Ilona Demenina Anderson, Esq. • May 11, 2015

When an employee has been fired from a job, he or she often wants to sue his or her now-former employer. However, most employment these days is considered to be “at will,” which means that any employer can fire an employee at any time, for any reason or even for no reason at all. That is, as long as the reason for firing isn’t itself illegal, and doesn’t violate the employee’s rights.

That said, while courts severely limit the types of wrongful termination claims an employee can bring, there are some very important exceptions to the at-will rule that can sometimes be used to help an employee keep his or her job or, if it’s too late for that, may allow a person to sue his or her former employer and win.


The most common of these exceptions comes when the termination violates the employee’s rights. For example, if the termination is for discriminatory purpose, that termination is “wrongful” because such a thing violates the law and the employee’s rights. Also, if the termination is retaliatory, that’s also wrongful. For example, recently an employee of a trucking company was reinstated and given $230,000 in back pay and damages, because he was fined for reporting that a driver was operating a tractor-trailer for more hours than was allowed by law.

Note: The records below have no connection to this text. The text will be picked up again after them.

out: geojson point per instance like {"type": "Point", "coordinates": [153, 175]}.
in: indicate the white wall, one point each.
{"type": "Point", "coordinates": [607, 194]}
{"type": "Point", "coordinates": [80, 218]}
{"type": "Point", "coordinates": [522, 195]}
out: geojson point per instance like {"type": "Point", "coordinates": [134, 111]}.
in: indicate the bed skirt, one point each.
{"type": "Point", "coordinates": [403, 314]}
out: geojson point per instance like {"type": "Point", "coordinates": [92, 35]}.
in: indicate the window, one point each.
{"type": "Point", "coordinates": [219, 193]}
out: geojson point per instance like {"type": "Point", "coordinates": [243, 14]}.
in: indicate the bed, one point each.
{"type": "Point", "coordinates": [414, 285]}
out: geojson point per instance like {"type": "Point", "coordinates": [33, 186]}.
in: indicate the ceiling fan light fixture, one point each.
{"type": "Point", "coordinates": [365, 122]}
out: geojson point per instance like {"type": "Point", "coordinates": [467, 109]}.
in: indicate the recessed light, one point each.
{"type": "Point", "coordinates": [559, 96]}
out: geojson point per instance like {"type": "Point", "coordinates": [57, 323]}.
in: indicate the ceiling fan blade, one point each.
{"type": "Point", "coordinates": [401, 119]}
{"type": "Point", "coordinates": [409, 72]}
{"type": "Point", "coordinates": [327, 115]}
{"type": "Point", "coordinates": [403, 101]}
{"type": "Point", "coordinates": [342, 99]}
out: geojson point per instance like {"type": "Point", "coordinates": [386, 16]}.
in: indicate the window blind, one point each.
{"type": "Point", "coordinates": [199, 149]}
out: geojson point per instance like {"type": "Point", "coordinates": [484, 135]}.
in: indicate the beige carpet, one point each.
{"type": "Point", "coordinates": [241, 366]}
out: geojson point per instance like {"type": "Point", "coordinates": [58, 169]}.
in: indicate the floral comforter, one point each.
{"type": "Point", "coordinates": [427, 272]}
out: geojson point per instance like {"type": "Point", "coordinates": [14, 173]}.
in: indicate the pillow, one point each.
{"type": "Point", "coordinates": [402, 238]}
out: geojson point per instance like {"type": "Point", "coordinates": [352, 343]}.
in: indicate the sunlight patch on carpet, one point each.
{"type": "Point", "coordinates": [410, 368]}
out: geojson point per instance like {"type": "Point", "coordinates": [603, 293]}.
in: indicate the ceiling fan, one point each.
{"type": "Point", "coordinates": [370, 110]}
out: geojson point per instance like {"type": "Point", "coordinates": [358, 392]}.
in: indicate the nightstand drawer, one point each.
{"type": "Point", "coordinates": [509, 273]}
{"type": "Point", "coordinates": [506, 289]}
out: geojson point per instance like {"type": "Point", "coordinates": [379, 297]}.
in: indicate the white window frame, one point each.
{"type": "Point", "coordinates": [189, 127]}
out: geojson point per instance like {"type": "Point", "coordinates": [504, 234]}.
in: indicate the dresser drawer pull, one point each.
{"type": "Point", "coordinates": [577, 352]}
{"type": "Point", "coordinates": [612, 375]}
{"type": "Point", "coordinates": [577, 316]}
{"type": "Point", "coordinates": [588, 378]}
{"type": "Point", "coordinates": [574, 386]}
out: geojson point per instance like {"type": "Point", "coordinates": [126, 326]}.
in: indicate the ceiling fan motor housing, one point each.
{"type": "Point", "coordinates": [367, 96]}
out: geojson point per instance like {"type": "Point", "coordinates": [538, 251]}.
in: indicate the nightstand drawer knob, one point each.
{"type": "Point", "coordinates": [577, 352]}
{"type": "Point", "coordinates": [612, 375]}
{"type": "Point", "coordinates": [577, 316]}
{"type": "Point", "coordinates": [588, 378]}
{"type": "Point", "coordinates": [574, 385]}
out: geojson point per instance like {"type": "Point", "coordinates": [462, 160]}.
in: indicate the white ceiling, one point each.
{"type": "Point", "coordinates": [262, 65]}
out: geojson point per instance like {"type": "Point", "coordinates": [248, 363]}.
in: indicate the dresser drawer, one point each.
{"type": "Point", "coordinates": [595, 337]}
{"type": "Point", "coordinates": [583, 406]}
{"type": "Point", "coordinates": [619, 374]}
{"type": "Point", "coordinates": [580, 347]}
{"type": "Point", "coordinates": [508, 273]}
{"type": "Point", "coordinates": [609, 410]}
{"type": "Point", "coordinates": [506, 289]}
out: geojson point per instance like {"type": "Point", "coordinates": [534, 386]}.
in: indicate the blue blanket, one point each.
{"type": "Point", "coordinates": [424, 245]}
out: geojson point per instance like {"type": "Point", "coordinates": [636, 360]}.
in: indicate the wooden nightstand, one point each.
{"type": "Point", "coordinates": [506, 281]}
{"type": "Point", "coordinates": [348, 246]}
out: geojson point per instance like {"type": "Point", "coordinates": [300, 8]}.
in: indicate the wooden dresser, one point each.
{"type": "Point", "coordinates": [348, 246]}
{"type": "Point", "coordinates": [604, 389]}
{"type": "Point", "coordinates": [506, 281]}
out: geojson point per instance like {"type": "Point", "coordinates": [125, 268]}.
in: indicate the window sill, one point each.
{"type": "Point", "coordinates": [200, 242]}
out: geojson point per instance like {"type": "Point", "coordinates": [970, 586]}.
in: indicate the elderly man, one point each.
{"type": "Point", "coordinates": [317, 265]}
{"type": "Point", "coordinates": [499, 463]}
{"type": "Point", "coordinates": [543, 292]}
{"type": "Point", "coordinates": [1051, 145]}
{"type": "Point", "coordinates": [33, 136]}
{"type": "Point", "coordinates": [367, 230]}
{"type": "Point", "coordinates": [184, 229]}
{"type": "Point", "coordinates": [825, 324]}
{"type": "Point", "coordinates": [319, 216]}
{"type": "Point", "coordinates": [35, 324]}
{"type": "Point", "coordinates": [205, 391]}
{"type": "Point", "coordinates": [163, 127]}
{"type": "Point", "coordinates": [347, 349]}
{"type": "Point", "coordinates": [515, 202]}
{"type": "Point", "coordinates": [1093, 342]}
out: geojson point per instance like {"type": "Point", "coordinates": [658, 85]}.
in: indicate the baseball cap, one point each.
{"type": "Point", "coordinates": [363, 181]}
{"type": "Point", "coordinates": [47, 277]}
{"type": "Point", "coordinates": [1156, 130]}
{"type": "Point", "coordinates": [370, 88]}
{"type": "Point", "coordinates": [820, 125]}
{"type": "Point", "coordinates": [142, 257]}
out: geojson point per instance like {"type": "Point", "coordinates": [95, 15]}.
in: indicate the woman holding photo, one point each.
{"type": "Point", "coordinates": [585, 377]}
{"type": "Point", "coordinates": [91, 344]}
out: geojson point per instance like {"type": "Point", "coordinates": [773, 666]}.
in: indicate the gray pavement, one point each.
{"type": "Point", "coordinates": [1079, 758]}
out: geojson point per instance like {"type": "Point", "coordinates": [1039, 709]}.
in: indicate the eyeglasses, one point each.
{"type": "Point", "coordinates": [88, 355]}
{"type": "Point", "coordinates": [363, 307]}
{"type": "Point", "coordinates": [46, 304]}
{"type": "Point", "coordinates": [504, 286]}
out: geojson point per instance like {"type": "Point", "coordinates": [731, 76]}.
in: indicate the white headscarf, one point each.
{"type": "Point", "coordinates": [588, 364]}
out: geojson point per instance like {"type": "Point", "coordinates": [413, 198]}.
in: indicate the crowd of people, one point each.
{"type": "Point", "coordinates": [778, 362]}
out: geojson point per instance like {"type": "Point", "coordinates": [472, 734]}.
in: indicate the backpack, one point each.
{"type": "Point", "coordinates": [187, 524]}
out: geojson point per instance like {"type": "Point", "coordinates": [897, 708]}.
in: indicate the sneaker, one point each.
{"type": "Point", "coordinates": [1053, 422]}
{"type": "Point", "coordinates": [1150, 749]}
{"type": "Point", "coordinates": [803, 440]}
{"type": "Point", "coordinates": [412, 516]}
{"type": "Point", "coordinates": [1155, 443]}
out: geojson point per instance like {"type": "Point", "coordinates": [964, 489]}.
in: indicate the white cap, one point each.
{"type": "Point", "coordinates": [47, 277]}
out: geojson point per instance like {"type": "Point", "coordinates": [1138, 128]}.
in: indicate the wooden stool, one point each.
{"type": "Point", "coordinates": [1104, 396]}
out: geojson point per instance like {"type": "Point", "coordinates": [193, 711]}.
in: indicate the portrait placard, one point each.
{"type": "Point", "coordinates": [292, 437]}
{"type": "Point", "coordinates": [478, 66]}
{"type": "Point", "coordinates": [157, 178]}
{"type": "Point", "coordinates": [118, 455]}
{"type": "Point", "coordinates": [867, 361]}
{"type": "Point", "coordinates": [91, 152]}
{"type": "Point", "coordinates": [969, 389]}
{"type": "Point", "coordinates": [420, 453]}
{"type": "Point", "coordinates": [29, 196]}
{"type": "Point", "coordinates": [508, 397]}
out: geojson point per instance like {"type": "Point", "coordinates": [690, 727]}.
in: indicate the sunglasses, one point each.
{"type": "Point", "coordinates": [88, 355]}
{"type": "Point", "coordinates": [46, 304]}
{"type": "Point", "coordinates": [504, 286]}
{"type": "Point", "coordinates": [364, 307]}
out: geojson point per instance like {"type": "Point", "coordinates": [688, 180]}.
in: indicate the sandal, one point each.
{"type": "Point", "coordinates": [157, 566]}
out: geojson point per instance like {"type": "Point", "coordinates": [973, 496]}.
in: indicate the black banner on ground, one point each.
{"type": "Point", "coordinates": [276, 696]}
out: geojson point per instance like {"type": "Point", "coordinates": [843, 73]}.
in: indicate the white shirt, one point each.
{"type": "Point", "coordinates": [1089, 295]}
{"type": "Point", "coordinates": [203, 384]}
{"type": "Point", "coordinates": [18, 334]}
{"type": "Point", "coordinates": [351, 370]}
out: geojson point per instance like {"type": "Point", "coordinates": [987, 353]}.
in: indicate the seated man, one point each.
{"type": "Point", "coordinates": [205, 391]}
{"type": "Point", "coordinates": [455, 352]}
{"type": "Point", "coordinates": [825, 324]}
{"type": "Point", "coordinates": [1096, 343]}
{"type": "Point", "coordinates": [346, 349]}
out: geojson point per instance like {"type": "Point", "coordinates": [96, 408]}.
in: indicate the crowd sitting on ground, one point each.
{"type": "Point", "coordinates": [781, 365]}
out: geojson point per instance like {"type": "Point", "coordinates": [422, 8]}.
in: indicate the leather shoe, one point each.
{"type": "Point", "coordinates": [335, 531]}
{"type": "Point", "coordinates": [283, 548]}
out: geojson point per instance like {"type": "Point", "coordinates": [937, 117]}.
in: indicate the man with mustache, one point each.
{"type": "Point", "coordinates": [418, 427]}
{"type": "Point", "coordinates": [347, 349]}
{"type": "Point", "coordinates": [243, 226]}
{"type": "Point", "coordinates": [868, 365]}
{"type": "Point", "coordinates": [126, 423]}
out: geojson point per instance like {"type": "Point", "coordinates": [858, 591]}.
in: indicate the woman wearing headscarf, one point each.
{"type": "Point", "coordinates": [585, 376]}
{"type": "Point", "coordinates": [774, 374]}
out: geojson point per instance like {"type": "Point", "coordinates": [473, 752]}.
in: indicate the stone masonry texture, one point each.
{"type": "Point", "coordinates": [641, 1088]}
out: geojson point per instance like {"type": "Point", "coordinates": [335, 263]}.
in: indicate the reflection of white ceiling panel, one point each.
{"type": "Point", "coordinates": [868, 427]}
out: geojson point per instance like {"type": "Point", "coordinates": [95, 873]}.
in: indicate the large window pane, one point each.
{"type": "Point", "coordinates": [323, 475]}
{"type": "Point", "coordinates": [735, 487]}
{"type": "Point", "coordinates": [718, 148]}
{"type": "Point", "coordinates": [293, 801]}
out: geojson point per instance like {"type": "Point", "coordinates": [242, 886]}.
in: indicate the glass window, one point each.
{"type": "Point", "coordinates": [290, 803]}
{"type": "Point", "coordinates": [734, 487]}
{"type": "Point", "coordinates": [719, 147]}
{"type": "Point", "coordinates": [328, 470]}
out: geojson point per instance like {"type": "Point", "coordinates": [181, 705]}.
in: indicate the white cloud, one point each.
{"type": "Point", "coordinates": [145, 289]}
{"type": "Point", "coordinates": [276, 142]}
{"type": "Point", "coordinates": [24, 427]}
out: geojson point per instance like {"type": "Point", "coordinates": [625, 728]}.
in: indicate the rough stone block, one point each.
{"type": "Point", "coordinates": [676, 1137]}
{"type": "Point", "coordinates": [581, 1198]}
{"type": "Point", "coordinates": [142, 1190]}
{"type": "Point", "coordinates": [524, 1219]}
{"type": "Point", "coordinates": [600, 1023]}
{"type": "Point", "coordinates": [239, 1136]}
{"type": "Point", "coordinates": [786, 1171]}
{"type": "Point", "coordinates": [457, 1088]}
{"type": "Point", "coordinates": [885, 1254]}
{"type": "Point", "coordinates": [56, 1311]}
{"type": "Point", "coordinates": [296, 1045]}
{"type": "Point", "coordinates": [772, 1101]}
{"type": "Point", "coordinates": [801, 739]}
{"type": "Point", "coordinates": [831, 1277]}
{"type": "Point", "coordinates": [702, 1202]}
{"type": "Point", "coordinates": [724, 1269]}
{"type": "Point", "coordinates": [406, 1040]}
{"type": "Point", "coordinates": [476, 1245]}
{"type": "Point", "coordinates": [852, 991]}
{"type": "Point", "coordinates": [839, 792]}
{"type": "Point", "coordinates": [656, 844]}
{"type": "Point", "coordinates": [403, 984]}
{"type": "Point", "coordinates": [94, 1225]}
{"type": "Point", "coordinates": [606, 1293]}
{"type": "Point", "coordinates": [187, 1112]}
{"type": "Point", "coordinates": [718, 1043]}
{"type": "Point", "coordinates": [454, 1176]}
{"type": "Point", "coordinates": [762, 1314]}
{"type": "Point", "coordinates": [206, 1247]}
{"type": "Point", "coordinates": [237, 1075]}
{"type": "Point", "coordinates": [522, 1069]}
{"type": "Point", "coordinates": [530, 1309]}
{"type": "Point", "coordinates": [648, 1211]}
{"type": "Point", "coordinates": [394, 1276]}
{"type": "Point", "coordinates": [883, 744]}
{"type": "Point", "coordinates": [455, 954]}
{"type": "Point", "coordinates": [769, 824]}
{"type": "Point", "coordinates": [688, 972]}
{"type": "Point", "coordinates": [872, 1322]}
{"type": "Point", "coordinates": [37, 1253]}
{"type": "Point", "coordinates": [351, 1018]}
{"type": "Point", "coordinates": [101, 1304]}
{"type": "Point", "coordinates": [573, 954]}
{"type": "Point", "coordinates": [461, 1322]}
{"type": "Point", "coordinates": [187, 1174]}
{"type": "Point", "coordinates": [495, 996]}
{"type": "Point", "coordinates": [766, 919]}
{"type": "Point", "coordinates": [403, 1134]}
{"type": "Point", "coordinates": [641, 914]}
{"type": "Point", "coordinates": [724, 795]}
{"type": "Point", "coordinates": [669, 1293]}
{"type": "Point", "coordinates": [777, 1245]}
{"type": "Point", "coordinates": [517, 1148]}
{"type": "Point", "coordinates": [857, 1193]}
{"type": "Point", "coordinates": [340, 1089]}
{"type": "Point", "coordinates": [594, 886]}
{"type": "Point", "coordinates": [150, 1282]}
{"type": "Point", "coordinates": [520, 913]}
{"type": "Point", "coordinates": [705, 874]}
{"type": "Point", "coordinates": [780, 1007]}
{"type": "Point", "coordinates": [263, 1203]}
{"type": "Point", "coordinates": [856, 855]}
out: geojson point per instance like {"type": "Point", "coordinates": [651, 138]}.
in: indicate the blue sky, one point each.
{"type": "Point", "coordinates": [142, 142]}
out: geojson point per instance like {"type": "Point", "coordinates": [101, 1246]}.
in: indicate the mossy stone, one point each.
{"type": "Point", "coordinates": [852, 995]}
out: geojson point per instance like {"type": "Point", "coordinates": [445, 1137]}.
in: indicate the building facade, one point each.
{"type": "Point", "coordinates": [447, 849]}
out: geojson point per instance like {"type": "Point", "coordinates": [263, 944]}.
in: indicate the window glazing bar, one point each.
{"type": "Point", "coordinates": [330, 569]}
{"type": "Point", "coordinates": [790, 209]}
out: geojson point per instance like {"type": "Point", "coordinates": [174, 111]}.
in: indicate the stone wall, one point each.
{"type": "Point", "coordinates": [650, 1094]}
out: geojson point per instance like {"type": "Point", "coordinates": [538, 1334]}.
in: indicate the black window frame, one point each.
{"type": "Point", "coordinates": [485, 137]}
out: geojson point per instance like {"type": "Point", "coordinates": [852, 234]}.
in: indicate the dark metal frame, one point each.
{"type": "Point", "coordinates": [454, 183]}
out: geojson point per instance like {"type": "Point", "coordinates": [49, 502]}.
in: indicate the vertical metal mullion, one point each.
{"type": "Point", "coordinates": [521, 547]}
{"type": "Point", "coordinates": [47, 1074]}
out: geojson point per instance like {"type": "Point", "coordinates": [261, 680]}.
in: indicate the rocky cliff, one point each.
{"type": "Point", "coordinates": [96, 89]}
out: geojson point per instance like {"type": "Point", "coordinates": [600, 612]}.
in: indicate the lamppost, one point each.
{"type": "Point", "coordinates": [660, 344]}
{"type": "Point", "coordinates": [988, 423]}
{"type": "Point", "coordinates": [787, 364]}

A termination may also be considered “wrongful” if it violates an employment contract. If a written contract promises the employee job security, or spells out specific reasons an employee may be fired, that employee is not considered at-will, and he or she will have a strong argument for wrongful termination in court. Likewise, if the employee has a written document, such as an offer letter that promises continued employment, he or she probably has a strong case even if he or she doesn’t have a specific written contract.

On the other hand, the existence of a written contract is not always necessary, because this same exception can also apply to an implied contract, as well. It’s possible to establish an implied contract in several ways. While employers will rarely guarantee “permanent employment” to anyone, courts have often found implied contracts where employers promised employment for a specific period of time, or even where employers laid out specific disciplinary procedures in an employee manual that must be followed before termination, and they weren’t followed.

Whether there is an implied contract or not can often hinge on a number of factors that courts will take into account, such as how long the employee has been with the employer, how often he or she has been promoted and the number of positive performance reviews. They may also look at statements the employer made, such as promises made when the employee was hired or assurances made during the employment.

Basically, in order to prove “wrongful termination,” the employee will have to prove that his or her rights were violated. Many terminations can be wrong on some level, but they must also be illegal before a court can intervene. If the terminated employee cannot prove a rights violation, the courts have no power to do anything.

On the other hand, if the employee can prove that the discharge violated his or her rights, the court can order a number of remedies, including recovery of lost wages and benefits, as well as payments for emotional pain and suffering.